Creating the speed: background
optimization The background optimizer produces
high-speed native Alpha code from x86 code by using information that is gathered
into profiles by the runtime. The native Alpha code is subsequently made available to the
runtime and executed the next time the image is run. It is this coordinated process that
adds high performance to the transparency of execution, and truly distinguishes DIGITAL
FX!32.
Design
goals
The
operation and output of the background optimizer must be as transparent and robust as the
runtime environment. The user must never see the operation of the background optimizer and
it must always present code to the runtime that runs to correct completion.

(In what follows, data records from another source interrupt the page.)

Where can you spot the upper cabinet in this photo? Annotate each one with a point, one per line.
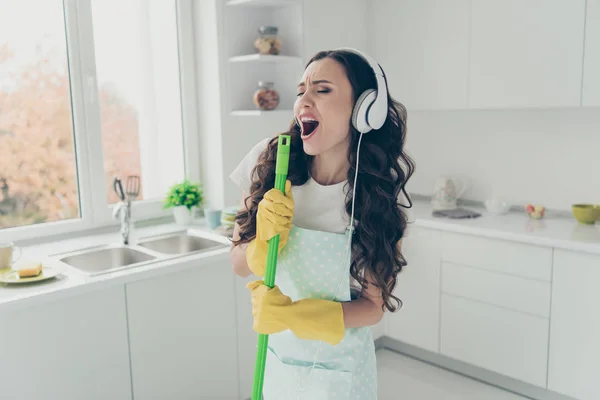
(488, 54)
(526, 53)
(591, 65)
(423, 47)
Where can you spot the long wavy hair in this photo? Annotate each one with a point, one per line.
(384, 169)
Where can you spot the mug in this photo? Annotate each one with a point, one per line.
(6, 254)
(213, 217)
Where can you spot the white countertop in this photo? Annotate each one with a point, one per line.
(72, 281)
(551, 231)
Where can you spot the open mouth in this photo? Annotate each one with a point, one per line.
(309, 126)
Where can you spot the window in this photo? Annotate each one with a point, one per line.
(138, 83)
(38, 171)
(89, 90)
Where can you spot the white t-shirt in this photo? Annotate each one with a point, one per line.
(316, 207)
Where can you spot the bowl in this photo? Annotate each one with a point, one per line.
(586, 213)
(497, 206)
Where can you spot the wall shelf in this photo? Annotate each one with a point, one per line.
(264, 58)
(245, 67)
(262, 3)
(258, 113)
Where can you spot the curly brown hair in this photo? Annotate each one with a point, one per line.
(384, 169)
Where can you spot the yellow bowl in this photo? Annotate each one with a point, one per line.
(586, 213)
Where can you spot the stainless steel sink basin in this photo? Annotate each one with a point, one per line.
(104, 259)
(180, 243)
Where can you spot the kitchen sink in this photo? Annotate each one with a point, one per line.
(180, 243)
(105, 259)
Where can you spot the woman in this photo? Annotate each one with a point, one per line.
(332, 282)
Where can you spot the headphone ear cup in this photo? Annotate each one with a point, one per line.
(361, 108)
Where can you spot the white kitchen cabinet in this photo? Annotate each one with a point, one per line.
(417, 322)
(574, 364)
(526, 53)
(247, 338)
(182, 331)
(495, 338)
(423, 46)
(69, 349)
(591, 64)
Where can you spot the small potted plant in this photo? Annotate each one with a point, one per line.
(182, 198)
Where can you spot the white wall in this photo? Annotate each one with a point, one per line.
(206, 27)
(549, 157)
(324, 28)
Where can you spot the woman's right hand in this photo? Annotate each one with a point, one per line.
(274, 217)
(275, 214)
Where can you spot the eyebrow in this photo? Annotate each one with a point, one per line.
(315, 82)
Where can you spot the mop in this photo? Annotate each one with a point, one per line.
(281, 170)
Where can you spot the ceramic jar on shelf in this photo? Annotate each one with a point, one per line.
(266, 97)
(267, 42)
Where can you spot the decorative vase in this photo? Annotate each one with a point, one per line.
(182, 215)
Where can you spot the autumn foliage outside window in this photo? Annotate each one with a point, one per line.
(38, 160)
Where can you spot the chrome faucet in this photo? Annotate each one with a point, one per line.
(122, 210)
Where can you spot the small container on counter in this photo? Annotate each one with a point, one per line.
(267, 42)
(266, 98)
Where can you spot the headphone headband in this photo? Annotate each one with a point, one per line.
(370, 114)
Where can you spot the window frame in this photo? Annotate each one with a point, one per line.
(94, 209)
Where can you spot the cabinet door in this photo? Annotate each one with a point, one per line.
(423, 47)
(247, 338)
(591, 66)
(69, 349)
(575, 329)
(417, 322)
(182, 334)
(498, 339)
(526, 53)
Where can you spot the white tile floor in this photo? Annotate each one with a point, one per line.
(404, 378)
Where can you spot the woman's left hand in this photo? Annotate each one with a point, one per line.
(311, 319)
(267, 305)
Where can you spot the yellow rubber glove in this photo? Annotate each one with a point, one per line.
(275, 215)
(311, 319)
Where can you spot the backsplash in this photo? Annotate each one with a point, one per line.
(549, 157)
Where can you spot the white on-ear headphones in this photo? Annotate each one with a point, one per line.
(371, 108)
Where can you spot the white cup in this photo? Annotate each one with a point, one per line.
(7, 254)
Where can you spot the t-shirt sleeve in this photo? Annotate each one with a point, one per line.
(241, 175)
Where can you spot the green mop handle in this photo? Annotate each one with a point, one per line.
(281, 170)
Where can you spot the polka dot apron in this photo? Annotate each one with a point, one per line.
(312, 265)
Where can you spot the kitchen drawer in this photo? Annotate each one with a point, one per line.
(500, 340)
(514, 258)
(509, 291)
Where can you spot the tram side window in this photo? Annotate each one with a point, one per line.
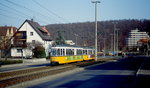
(53, 52)
(84, 52)
(69, 51)
(90, 52)
(79, 52)
(58, 52)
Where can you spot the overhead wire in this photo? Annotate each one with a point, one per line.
(50, 11)
(15, 10)
(32, 11)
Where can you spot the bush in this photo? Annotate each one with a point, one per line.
(39, 52)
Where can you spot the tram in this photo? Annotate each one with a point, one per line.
(62, 54)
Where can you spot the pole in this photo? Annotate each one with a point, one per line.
(117, 41)
(114, 37)
(95, 2)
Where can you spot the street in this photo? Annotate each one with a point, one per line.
(124, 73)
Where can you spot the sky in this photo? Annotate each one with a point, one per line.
(15, 12)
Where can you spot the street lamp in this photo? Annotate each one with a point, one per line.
(95, 2)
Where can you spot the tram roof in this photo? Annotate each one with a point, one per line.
(74, 46)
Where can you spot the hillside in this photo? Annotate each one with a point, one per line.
(84, 32)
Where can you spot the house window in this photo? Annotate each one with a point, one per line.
(19, 50)
(31, 33)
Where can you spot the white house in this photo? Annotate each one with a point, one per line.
(134, 37)
(29, 34)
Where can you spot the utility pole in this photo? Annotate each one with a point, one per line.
(95, 2)
(117, 41)
(114, 36)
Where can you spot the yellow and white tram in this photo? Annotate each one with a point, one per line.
(67, 54)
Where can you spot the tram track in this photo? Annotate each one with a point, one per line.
(15, 77)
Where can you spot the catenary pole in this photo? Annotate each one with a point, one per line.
(95, 2)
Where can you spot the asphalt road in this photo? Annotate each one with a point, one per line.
(124, 73)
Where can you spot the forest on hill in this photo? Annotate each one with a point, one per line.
(84, 33)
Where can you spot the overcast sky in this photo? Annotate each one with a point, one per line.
(15, 12)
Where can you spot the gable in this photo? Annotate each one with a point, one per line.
(37, 29)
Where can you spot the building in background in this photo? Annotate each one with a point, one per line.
(6, 32)
(133, 39)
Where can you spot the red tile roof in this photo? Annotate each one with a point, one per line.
(3, 30)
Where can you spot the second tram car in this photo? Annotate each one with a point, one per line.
(67, 54)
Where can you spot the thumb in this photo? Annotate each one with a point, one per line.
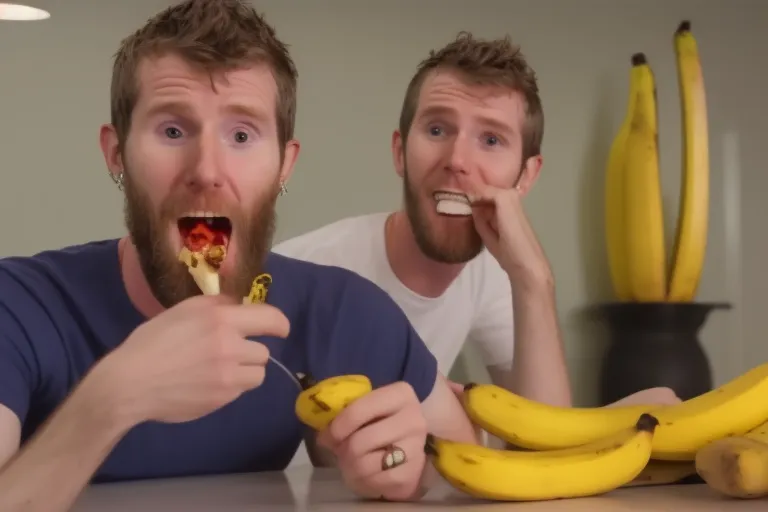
(458, 389)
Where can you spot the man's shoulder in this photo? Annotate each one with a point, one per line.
(333, 242)
(326, 280)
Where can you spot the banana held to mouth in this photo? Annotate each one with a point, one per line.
(452, 203)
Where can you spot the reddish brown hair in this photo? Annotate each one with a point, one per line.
(485, 62)
(216, 35)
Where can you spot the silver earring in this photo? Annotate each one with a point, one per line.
(118, 180)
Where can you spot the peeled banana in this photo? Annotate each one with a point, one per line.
(737, 466)
(318, 404)
(507, 475)
(645, 251)
(537, 426)
(691, 236)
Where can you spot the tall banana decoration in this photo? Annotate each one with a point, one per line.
(691, 237)
(634, 216)
(644, 255)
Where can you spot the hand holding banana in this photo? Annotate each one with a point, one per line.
(501, 222)
(377, 436)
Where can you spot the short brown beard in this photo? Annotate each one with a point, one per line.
(462, 246)
(167, 277)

To ensure
transparency, the background optimizer design allows for no assumptions, no manual
initiation, and no user intervention in any question/answer cycle. Therefore, all
optimization must be based on unambiguous and unimpeachable criteria.
Coupled
with the stringent need for transparent and flawless operation is a requirement for the
highest possible performance. It was an explicit goal for the background optimizer to
generate Alpha code that runs at 70% of the performance of Alpha code that is generated by
an Alpha compiler. The designers recognized that high performance required the
exploitation of the full range of optimization techniques that have been developed for
modern compilers.
Realization
of the goals
The
background optimizer guarantees transparent and robust operation by cooperating with the
runtime to ensure the coherency of the x86 machine state. A coherent x86
machine state means that x86 register assignments, call/return boundaries, the x86
stack, and exception condition processing reflect faithfully what would be observed on
actual x86 hardware.
Achieving
the performance goals required that the designers exploit the full range of modern
compiler optimization techniques. And, all modern optimization techniques are predicated
on global optimization.
Perhaps
the most serious flaw in previous binary translators was their limitation to the basic
block or perhaps the extended basic block, as the fundamental unit of translation. All
modern optimizing compilers require global optimization techniques that directly conflict
with such a basic-block unit restriction. Therefore, removal of this restriction was the
fundamental performance requirement. The background optimizer successfully removes this
restriction by organizing carefully chosen groupings of basic blocks into significantly
larger units, called translation units. Conceptually, a translation unit approximates a
"routine" in a more traditional compiler. Thus, for the first time, the
translation unit technology allows the full exploitation of global optimization
techniques.
The
background optimizer takes full advantage of the potential available from global
optimization. After initial setup, it uses techniques such as in-lining to prepare code
sequences for further optimization from techniques such as value propagation, common
subexpression elimination, and scheduling.
By
achieving its performance goals, the background optimizer is able to feed high-speed
native Alpha code to the runtime, providing the largest part of the overall performance of
DIGITAL FX!32.
User
interface: the DIGITAL FX!32 manager
The
user can view status and provide management information to the server with the DIGITAL
FX!32 Manager. The Manager is available as an icon in the DIGITAL FX!32 program group.
For
example, the user can specify a disk-space limit for optimized code and profiles. The
server then ensures that any specified limit is not exceeded by discarding old or
infrequently used optimized code and profiles. The user can protect important but
seldem-used code from being discarded through easy-to-use dialog boxes.
The
DIGITAL FX!32 Manager provides context-sensitive help, as well as providing access to the
on-line help found in the DIGITAL FX!32 program group.
Conclusion
DIGITAL
FX!32 provides fast and transparent execution of x86 Win32 applications on Windows
NT Alpha because, for the first time, binary translation is coordinated with runtime
emulation. Coordination between the runtime and the binary translator (the background
optimizer) is provided by the FX!32 server.
The
runtime provides transparent execution because it contains an emulator that implements the
entire x86 user-mode instruction set and because it provides the complete x86
Win32 environment.
The
performance of DIGITAL FX!32 comes from executing high-speed native Alpha code. The
majority of that code is produced by a positive feedback loop that exists between the
runtime and the background optimizer.The background optimizer provides high performance
because it uses global optimization techniques that previously were only available to
modern compilers; the background optimizer is the first translator that can use global
optimization.
It is
the coordination between the background optimizer and the runtime that successfully
combines high performance with transparent execution and truly distinguishes DIGITAL
FX!32.
|